Третью он нашёл сам. И врезался по уши! Она крутила им как могла, а могла много… Глеб был в восторге: она заводила его так, что он почти брызгал слюной при виде её. Сначала от перевозбуждения полового влечения, а после от накала психики в следствии её выходок. Она была с ним резка, груба, но давала ему такой прилив… что даже отливы в виде постоянных скандалов не смогли его отвернуть от неё.
Конечно, он захотел детей. Она родила ему дочь. Он был счастлив. Дочь подросла и вместе с мамой на Глеба устремлялись два уничтожающих его орудия. Две женщины в доме казались ему кармой и карой господней. Ему было тяжело: периодически казалось, что его просто едят, заживо, обкусывая… начиная с мозга.

После очередного скандала ему неукротимо захотелось удавиться. Толи не нашлось подходящей верёвки поблизости, то ли вернулось самообладание или разум включился, но факт в том: он остался жив, сильно погрустнев.  
К магазину с неоправданным названием его вывел очередной сеанс обсуждения разногласий с женой. Он захотел напиться. Причём не так как он делал это раньше: случайно перебрав на празднике с коллегами или друзьями, да приползши домой с чувством вины – нет! Не так! – абсолютно надуманно, заведомо желая упиться в грязь!

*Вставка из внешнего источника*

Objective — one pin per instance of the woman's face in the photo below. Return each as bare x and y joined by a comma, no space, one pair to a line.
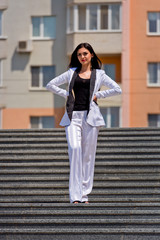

Второй стакан не заставил долго ждать. Но, в отличие от первого, был почти полным. Грузно выдохнув, скривившись от переизбытка спиртовых паров в носоглотке, да вкусив поганенькую дольку зелёного томата, ему захотелось закурить. Но к его несчастью, когда он оглядел стены заведения, где табличками, где с помощью листков бумаги размещались перечёркнутые дымящиеся окурки, запрещающие курить. Успев вложить в рот сигарету,  Глеб встретил встревожено-грозный взгляд буфетчицы-продавщицы.
Покурив на улице у входа, он вернулся за столик. Глеб отметил про себя, что походка его стала довольно-таки неуверенной.
- Быстро я укатался, - присаживаясь, сказал вслух Глеб, оглядывая ополовиненную бутылку своего пшеничного напитка.
 Налив полстакана, Глеб поднёс его к губам.
- Третий – за любовь, - сзади хлопнул треснутый голос.
Глеб обернулся: за ним одиноко за столиком сидел старик с густой сединой на голове, бороде и усах. Он был в белой рубашке и синих штанах, наподобие офицерских и в руке тоже держал наполненный стакан. Старик протянул чуть вперёд руку со стаканом, будто чокаясь с Глебом и залпом выпил.
- За любовь… - согласился Глеб и, отвернувшись от старика, с кислой миной вдавил в себя сто грамм.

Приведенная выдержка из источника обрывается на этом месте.